ONLINE AUDIO RESERVES
The Online Audio Reserves project was created to allow students to remotely
access audio materials placed on reserve in the library. The process by which
a CD, cassette or LP can be converted into a streaming media file is a simple
one:
- First, the audio material is processed by a desktop PC and converted to the Microsoft Windows Audio format (.WAV). This is done using either Syntrillium CoolEditPro for LPs and cassettes, or Poikosoft Easy CD/DA Extractor for CDs.
- The .WAV files are then processed by the Terran Interactive Cleaner5 program, which converts them into RealAudio files (.RM) to be streamed over the Internet.
- The .RM files are uploaded to a secure Audio/Visual Media Server administered by OIT.
- An entry for each file is placed in a Microsoft Access database which assigns a dynamic link to the OIT server.
- The files are grouped together by class and are protected by a login and password.

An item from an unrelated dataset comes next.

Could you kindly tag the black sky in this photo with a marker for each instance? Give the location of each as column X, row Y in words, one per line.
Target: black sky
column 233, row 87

- The students then logon to the Audio Reserves website and listen to the streaming files.
This was begun as a pilot project in fall of 2000, with support for 3 courses per semester. It has now grown to include classes outside of the Music Department, such as English, Religion, African-American Studies, German, French, and a variety of Freshman Seminars and Writing Workshops. The project is a collaboration between the Music Library staff, the Library computer support staff, OIT and ETC. The group continues to meet to discuss issues of: current technology, intellectual property, interaction with Blackboard, and long term planning.
The on-line reserves are available by following the "Audio Reserves" link from the Music Library website (http://libweb.princeton.edu/libraries/music/index.php).
A support staff member supervises students who work on mounting these files throughout the semester. It has proven to be an extremely popular service for students and faculty, especially those in large lecture classes who would have had to wait for long periods of time in order to listen to audio reserves in the Music Library, which has only 14 listening stations. Listening to the reserves requires RealPlayer (which is freeware), making it available to students in their rooms, faculty in their offices, and at various OIT clusters and Music Library workstations.
On-line audio reserves have become common in music libraries, and a survey of similar projects in their institutional context was published in the March 2003 issue of Notes: the Quarterly Journal of the Music Library Association.